Gesellschaft Überzogene Ansprüche, kollektive Verblödung

Zur Berichterstattung über Wohnungsnot in den Städten und zur Debatte über die Entwicklung der Demokratie schreibt Manfred Schmitz:

Einerseits sind bedingungslose Ansprüche ein Prinzip des Sozialstaats, andererseits verleiten sie diejenigen, die sich dem Staat weder verpflichtet fühlen noch Leistungen für ihn erbringen, zu verantwortungslosem Anspruchsdenken. Anspruchsdenken vergiftet das soziale Klima und verbittert die, die für die Ansprüche aufkommen müssen. Im politischen Wettbewerb wird der Eindruck erweckt, alles sei machbar und der Staat sei für alles und jedes verantwortlich – eine Erklärung für überzogene Ansprüche und kollektive Verblödung.
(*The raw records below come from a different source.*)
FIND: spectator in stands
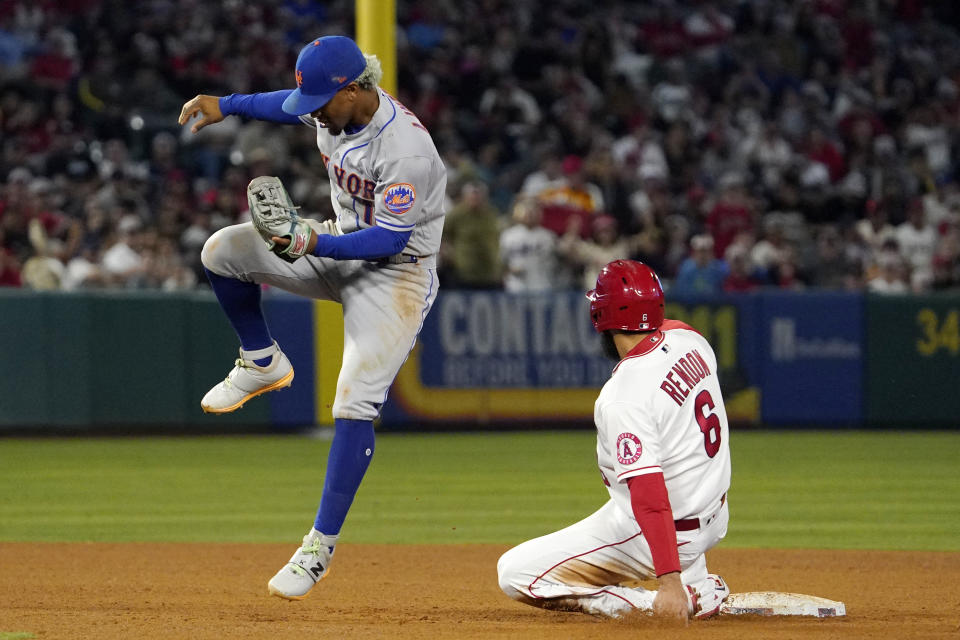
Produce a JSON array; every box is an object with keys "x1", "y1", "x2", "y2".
[
  {"x1": 867, "y1": 250, "x2": 910, "y2": 294},
  {"x1": 895, "y1": 199, "x2": 937, "y2": 291},
  {"x1": 500, "y1": 197, "x2": 568, "y2": 293},
  {"x1": 537, "y1": 155, "x2": 603, "y2": 237},
  {"x1": 705, "y1": 172, "x2": 756, "y2": 258},
  {"x1": 0, "y1": 0, "x2": 960, "y2": 298},
  {"x1": 441, "y1": 182, "x2": 502, "y2": 289},
  {"x1": 559, "y1": 214, "x2": 638, "y2": 291},
  {"x1": 670, "y1": 234, "x2": 730, "y2": 298},
  {"x1": 723, "y1": 245, "x2": 763, "y2": 293},
  {"x1": 854, "y1": 200, "x2": 897, "y2": 268}
]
Mein Verdacht: Der Staat wird sogar für schlechtes Wetter verantwortlich gemacht. Warum sonst ziehen die Wetter-Moderatoren so ängstlich den Kopf ein, wenn sie ein paar „harmlose Regenwolken“ ankündigen müssen?

Ich mag sie nicht mehr hören, die tendenziösen Berichte, mag die vorwurfsvollen Mienen der Diskutanten nicht mehr ertragen, wenn sie – mit einem Seitenhieb auf das „Versagen der Politik“ – nörgeln, in den Städten fehlten Millionen „bezahlbarer“ Wohnungen. Ganz bewusst wird suggeriert, jeder habe ein Recht auf eine preisgünstige Wohnung in der Stadt. Fehlt nur noch das ernsthaft diskutierte, bedingungslose Grundeinkommen, von dem vor allem die profitieren würden, die sich weder für überzogene Ansprüche noch leichtfertige Lebensentwürfe rechtfertigen! Mittlerweile ist es gang und gäbe, dem Staat die Schuld an leichtfertigem Schuldenmachen und Privatinsolvenz, an abgebrochener Schul- oder Berufsausbildung zu geben,  weil das Einkommen nicht reiche, Schule und Beruf keinen Spaß machten. Wer hat folglich für den Ausbildungs- und Arbeitsplatz mit Spaßgarantie vor Ort, die günstige, voll ausgestattete Single-Wohnung in der Stadt mit direktem Zugang zu Kneipe und Disco (bald auch zu Cannabis und Metadon?), für medizinische Vollversorgung, Wohngeld. Rente und Pflege zu sorgen? Wie kann man so dumm fragen – natürlich der Staat!

Wer ist der Staat? Vielen ein unbekanntes Wesen, und doch nach ihrer Meinung zuständig für ihre Rundumversorgung; ihr Credo und einzige Begründung: „Ich habe Anspruch!“

Dass Häuser und Wohnungen wegen Wärmedämmung, hoher Bau- und Grundstückskosten sowie gestiegener Ansprüche irre teuer sind, ist ihnen egal. Auch wenn in der „Oberklasse“ unanständig viel Geld verdient wird und die Schere zwischen Arm und Reich unanständig groß ist, ist das kein Freibrief dafür, über seine Verhältnisse zu leben.

Wer sich, so gut er objektiv kann, bemüht und arbeitet oder lange gearbeitet hat, muss von Lohn oder Rente leben können, wer sich nicht anstrengen will, soll nicht auf Kosten anderer leben dürfen.